The first Penryn processors are widely expected to come in November, but Intel has yet to announce exactly when the launch will happen.
In addition to the release of Penryn chips for servers later this year, Intel is expected to release the Yorkfield and Wolfdale desktop variants of Penryn in early 2008, with some speculating that high-end versions of these desktop chips could arrive before the end of this year.
Intel is holding off on the release of mobile Penryn chips until early next year, when the company plans to update its Centrino platform for notebooks.
Dunnington, a chip designed for servers with four or more processors, will round out Intel's Penryn lineup.

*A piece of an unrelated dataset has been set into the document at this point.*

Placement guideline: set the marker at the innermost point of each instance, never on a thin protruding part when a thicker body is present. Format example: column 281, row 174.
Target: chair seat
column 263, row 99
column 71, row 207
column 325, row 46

Set for release in late 2008, Dunnington will replace the Xeon 7300 chips that Intel announced Wednesday.
Intel is also readying Silverthorne for launch next year. Produced using a 45-nanometre process, the dual-core Silverthorne chip is very small, allowing 2,500 chips to be produced on a single wafer to help keep costs low. The chip is designed for low power consumption and comes bundled with a single-chip chipset called Poulsbo.

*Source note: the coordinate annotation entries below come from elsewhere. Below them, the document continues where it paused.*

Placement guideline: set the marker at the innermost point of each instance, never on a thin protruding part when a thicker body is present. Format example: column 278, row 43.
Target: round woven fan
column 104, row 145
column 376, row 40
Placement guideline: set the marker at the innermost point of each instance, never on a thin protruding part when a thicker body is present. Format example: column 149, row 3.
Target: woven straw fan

Intel originally planned to release Silverthorne during the second half of next year. But the company moved the chip's release date to the "first half of 2008." That timeframe could mean anything from January until the end of June, but one Intel source said the chip is likely to come sooner rather than later within that timeframe.
Asked about an early 2008 release date for Silverthorne, Jacobs would only confirm the chip's planned release is on track for the first half of the year.